More Nineteenth Century Evidence for ESP


"The phenomenon of thought-transmission is an established fact and unanimously admitted by all the philosophers who have taken the trouble to study it conscientiously and thoroughly, and only obstinate and superficial minds could persist in denying it after so much experience and so many positive proofs."
    Camille Flammarion, Death and Its Mystery: Before Death, page 114

In a previous post I discussed evidence for extrasensory perception from the nineteenth century. Let us look at some more evidence for telepathy from that century. 

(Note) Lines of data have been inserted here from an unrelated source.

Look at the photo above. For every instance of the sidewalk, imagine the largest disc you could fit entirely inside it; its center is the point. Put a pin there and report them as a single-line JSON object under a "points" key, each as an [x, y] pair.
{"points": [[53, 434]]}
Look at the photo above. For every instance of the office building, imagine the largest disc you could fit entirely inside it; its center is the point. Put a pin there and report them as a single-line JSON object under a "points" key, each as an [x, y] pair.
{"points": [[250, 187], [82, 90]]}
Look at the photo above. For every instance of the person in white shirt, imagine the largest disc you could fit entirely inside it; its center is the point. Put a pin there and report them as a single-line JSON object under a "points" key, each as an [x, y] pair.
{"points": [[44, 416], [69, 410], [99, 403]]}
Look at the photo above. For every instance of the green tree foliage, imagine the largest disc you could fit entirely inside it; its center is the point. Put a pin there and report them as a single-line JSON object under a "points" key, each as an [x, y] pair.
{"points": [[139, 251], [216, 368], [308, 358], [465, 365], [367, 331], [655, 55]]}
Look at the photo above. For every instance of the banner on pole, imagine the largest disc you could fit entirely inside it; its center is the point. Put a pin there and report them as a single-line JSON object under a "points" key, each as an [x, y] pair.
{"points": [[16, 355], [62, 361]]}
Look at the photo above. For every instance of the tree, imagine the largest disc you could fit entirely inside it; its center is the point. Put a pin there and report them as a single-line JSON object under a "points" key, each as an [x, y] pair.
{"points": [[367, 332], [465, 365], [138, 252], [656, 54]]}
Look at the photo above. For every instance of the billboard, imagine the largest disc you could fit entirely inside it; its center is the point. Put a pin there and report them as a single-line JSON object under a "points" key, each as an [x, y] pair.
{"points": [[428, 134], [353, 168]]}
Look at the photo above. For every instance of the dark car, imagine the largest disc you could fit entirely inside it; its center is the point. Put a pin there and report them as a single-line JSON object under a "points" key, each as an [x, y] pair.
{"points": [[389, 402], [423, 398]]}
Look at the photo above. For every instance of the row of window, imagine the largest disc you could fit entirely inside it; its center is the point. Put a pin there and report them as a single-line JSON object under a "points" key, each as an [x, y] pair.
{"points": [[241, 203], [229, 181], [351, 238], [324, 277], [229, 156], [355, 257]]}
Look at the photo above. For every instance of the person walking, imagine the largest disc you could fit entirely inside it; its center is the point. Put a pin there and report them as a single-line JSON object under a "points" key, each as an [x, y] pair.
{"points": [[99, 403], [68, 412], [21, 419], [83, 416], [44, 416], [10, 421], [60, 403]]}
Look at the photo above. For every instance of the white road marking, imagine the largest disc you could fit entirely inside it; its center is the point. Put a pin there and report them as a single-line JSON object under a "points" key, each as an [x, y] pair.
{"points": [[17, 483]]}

One of the most compelling cases is told on pages 126-128 of Volume 8 of the Journal of the Society for Psychical Research.  A Thomas Garrison tells us this:

"On the night of my mother's death there was a meeting in Fordland, and myself and wife attended the preaching. We had then one child, a baby a year old....About ten o'clock, just before the meeting closed, while the congregation was singing, I felt the first desire to see my mother....And then the impulse to go to her became so strong that I gave the baby to a neighbour-woman and left the church without telling my wife. She was in another part of the house. The train going west which would have taken me [to] Rogersville, seven miles of the distance to my mother's place, was due at 10.30 p.m., but before I got home and changed my clothes and returned to the depot, the cars had left the station. I still felt that I must see my mother and started down to railroad track alone, and walked to Rogersville. Here I left the railroad and walked down the wagon way leading from Marshfield to Ozark, Mo. It was about 3 o'clock a.m. when I reached my mother's house. I knocked at the door two or three times and got no response. Then I kicked the door, but still made no one hear me. At last I opened the door with my knife and walked in and lighted a lamp. Then my sister, Mrs. Billie Gilley, the only person who had been living with my mother, awoke and I asked her where mother was. She replied that she was in bed, and I said  'She is dead,' for by that time I felt that she could not be alive. She had never failed to wake before when I had entered the room at night. I went to my mother's bed and put my hand on her forehead. It was cold. She had been dead about three hours the neighbours thought from the condition of her body."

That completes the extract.